Human Intelligence Still Outshines AI on Abstract Reasoning Tasks
The ability to quickly grasp abstract patterns and apply them to new situations is a hallmark of human intelligence. Despite rapid advances in artificial intelligence, humans still vastly outperform even the most sophisticated AI systems on tasks requiring this kind of flexible reasoning.
NYU Psychology PhD student Solim LeGris, CDS Research Scientist Wai Keen Vong, CDS Associate Professor of Psychology and Data Science Brenden Lake, and NYU Psychology Professor Todd Gureckis recently conducted a comprehensive study evaluating human performance on the Abstraction and Reasoning Corpus (ARC), a challenging benchmark designed to test general intelligence. Their findings, published in a new paper titled “H-ARC: A Robust Estimate of Human Performance on the Abstraction and Reasoning Corpus Benchmark,” build upon earlier work by many of the same researchers.
In 2021, Vong, Lake, and Gureckis — with former NYU Psychology PhD student Aysja Johnson — co-authored a paper titled “Fast and flexible: Human program induction in abstract reasoning tasks,” which examined human performance on a subset of 40 ARC tasks. That initial study found impressive human capabilities, with participants having an average accuracy of 84% across tasks.
The latest research expands significantly on the 2021 study, evaluating human performance across all 800 publicly available ARC tasks. “We now have a much more robust estimate of human performance for the training tasks.
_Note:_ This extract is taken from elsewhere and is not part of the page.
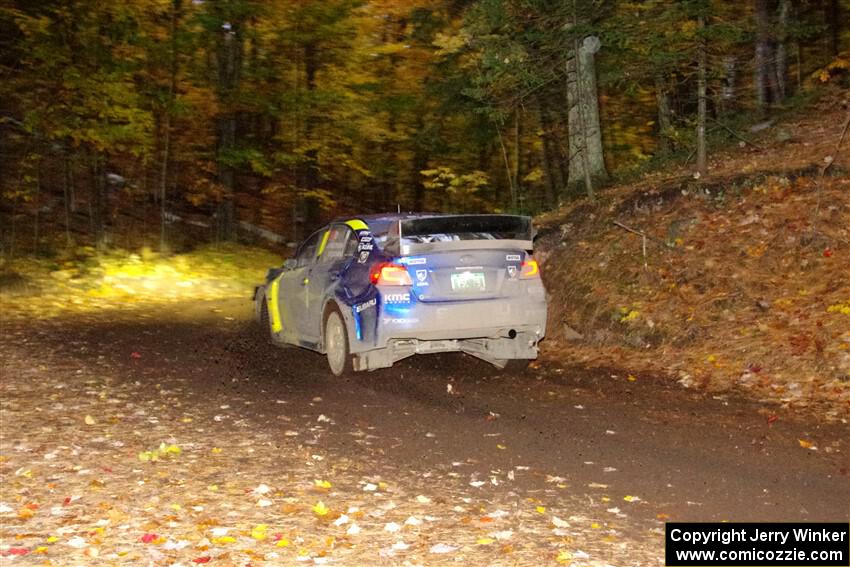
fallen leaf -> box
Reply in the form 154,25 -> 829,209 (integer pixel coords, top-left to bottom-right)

It’s a little bit lower than [the earlier paper’s results],” said LeGris, the first author on the new paper, which shows that average humans still solve these abstract visual puzzles with significantly higher accuracy than top AI models.
“Humans are just much better problem solvers here,” Vong said. “The top models are still nowhere near what humans are doing.”
The ARC benchmark, created by AI researcher François Chollet in 2019, consists of 1000 visual pattern completion tasks. Each task provides a few example input-output pairs showing a transformation, and test-takers must infer the underlying rule and apply it to a new input. The tasks are intentionally designed to be unlike anything one would encounter on the internet, requiring genuine abstract thinking rather than simply retrieving memorized information.
The challenge posed by ARC has sparked a $1,000,000+ competition, the ARC Prize, aimed at developing AI systems that can match or exceed human performance on these tasks. The prize, hosted by Mike Knoop and Chollet, intends to underscore the significance of ARC as a measure of progress towards artificial general intelligence (AGI).
In fact, Knoop and Chollet will be speaking at NYU as part of the ARC Prize 2024 University Tour on October 11. This event, organized in partnership with CDS’ Minds, Brains, and Machines, will provide deeper insights into the technical approaches designed to tackle ARC and the future of AGI research.
To obtain an estimate of human performance on the ARC benchmark, LeGris, Vong, and their co-authors recruited over 1,700 participants through Amazon Mechanical Turk to attempt the ARC tasks. Each participant was given five randomly selected puzzles and allowed three attempts per puzzle.
The results showed that humans solved 76.2% of the training set tasks and 64.2% of the more difficult evaluation set tasks on average. Remarkably, for 98.8% of the 800 tasks, at least one person who was presented with a given task could successfully solve it. “If you contact 10 random people on the internet, at least one will be able to solve any given ARC problem,” the authors noted in the paper. This highlights the universality of human abstract reasoning capabilities.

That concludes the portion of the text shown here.